Bahkan United Nation tak bisa menerima pemimpin tunggal dalam organisasinya, sebabnya pastilah karena perbedaan! Sehingga, hanya seorang sekretaris jendral yang memimpin lembaga dunia tersebut, meskipun menjadi rahasia umum bahwa keputusan strategis tetap diambil oleh Amerika dan kawan - kawan. Faktanya, hanya Indonesia yang punya perbedaan dan bisa menjaga keutuhan perbedaan tersebut.

Lalu identitas ini mulai goyah, ketika Indonesia akan lepas landas pada 1965. Indonesia berkecamuk hebat, demi meruntuhkan satu ideologi yang disebut komunis. Selama tiga puluh dua tahun Indonesia memperbaiki diri, menyingkirkan hal - hal "kotor" dari komunisme, menyingkirikan komunisme itu sendiri! Lalu pada 1998, pergerakan berubah, menuntut era baru, era demokratis yang indah menggulingkan rezim lama yang katanya diktator itu. Masuklah Indonesia di era reformasi, dimana lidah bisa berucap tanpa pikiran, dimana pikiran tak terlalu berguna untuk memikirkan mana benar dan salah. 

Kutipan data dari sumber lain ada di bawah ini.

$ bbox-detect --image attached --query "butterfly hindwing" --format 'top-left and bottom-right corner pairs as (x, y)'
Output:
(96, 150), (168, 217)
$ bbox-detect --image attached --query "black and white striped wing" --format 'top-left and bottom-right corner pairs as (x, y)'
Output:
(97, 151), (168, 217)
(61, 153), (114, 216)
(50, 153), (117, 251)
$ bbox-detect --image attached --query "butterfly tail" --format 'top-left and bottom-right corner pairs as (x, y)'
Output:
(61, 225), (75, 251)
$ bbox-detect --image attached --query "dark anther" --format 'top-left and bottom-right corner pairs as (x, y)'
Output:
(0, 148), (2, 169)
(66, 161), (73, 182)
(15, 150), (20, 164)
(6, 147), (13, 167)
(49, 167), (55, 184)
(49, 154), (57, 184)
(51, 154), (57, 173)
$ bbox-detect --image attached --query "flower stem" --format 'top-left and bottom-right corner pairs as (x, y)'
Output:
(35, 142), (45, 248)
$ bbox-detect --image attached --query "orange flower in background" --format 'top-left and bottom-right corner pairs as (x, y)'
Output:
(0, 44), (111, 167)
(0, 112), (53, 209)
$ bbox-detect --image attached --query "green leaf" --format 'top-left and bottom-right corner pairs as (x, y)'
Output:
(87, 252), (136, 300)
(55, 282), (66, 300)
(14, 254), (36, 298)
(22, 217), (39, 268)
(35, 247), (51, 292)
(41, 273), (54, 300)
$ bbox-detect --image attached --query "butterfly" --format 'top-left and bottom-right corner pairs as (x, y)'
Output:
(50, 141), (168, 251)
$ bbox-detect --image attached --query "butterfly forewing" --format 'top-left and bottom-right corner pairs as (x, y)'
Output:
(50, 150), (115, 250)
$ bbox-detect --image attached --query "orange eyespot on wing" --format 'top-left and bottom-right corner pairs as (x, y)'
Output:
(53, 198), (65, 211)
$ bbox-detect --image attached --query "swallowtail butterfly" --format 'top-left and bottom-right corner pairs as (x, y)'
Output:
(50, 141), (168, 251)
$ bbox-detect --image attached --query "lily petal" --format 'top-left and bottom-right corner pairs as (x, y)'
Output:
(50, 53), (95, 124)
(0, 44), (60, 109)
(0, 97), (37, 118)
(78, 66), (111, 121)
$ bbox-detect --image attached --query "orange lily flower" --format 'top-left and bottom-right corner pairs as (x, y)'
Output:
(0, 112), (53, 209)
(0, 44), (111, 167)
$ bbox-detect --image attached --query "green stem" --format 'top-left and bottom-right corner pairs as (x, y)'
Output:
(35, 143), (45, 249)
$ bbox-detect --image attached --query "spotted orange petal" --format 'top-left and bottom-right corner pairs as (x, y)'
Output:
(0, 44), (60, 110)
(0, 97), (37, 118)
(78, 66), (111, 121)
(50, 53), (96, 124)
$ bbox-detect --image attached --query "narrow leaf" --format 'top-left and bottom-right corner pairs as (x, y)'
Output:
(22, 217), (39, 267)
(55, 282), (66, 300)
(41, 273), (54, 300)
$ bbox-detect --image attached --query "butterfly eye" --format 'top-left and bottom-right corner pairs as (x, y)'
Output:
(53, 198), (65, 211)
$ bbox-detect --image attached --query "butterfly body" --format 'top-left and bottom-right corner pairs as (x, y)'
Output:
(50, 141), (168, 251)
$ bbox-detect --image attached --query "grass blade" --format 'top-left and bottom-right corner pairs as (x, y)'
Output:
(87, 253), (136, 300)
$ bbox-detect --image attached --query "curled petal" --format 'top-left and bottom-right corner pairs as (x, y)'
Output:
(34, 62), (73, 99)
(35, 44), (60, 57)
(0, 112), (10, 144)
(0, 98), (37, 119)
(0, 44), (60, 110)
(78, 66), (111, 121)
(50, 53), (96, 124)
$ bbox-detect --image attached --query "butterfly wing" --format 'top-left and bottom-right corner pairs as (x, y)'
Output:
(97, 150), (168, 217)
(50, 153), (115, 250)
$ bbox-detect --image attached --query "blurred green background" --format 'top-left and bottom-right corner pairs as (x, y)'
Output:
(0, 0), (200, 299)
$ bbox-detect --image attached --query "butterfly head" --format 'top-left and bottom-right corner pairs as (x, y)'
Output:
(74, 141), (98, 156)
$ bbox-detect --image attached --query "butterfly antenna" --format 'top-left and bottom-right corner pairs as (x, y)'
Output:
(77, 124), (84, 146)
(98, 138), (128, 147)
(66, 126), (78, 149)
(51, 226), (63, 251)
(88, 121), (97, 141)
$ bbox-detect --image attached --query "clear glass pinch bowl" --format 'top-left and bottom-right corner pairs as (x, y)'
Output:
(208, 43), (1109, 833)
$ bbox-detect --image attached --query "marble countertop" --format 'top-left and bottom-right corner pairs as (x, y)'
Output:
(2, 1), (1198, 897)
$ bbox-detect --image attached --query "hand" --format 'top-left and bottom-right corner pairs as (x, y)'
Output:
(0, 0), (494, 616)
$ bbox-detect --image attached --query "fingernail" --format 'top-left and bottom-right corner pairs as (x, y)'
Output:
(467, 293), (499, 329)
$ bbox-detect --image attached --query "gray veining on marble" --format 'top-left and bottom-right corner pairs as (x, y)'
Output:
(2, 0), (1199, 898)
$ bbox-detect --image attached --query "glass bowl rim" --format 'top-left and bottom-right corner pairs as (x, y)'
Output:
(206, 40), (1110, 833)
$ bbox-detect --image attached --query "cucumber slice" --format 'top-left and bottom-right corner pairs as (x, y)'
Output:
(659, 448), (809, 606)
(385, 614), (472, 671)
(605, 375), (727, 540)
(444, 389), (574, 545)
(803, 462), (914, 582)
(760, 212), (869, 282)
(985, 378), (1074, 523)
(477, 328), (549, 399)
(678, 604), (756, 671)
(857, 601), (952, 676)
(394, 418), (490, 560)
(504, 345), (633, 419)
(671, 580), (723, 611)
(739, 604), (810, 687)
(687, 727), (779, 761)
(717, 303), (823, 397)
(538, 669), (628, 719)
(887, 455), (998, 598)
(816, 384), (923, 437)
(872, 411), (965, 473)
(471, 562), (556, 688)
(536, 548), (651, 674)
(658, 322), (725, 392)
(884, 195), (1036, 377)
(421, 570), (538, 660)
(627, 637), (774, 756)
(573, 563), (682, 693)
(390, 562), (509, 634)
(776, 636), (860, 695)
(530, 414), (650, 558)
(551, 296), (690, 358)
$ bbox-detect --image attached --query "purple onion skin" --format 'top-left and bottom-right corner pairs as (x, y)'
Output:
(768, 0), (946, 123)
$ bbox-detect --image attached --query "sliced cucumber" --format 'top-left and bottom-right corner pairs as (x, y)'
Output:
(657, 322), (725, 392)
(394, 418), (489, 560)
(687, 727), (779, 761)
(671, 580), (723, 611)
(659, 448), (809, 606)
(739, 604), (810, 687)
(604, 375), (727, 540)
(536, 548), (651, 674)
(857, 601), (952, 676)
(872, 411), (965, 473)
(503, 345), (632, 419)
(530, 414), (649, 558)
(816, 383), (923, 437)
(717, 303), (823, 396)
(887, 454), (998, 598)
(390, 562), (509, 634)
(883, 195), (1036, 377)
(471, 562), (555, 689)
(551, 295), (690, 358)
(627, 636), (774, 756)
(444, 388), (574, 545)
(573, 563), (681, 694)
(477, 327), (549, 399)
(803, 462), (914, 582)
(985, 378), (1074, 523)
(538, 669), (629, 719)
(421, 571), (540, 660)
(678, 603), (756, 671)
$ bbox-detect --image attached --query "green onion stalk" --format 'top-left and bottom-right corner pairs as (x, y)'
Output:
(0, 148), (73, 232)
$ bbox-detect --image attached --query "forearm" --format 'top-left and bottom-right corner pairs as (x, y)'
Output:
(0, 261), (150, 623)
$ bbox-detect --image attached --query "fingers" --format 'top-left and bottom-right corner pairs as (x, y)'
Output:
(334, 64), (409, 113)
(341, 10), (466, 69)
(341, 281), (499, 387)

Sejak era reformasi, setidaknya sudah lima presiden yang memimpin Indonesia. Empat sebelumnya, nyaris tak tersinggung masalah perbedaan, meski disintegrasi muncul dimana - mana. Sejak dulu, ketika Ramadhan tiba, pusat perbelanjaan akan dihiasi ketupat, lagu - lagu Islami, pramuiaga dengan busana Islami. Kemudian, ketika natal tiba, bak bunglon mereka berubah dengan pohon natal, topi sinterklas, dan lagu - lagu natal. 

Selanjutnya saat imlek, maka wajahnya berubah lagi menjadi merah, budaya Imlek tercium dimana - mana, bahkan tak jarang dibuatkan patung lambang hewan yang menyimbolkan tahun yang baru (lambang shio). TIDAK ADA MASALAH! meski hanya tiga kebudayaan itu yang "dirayakan" oleh pebisnis di tanah air. Pemeluk Budha dan Hindu tidak berteriak "tak toleransi" meski mereka adalah pemilik tertua yang agamanya diakui di Negri ini.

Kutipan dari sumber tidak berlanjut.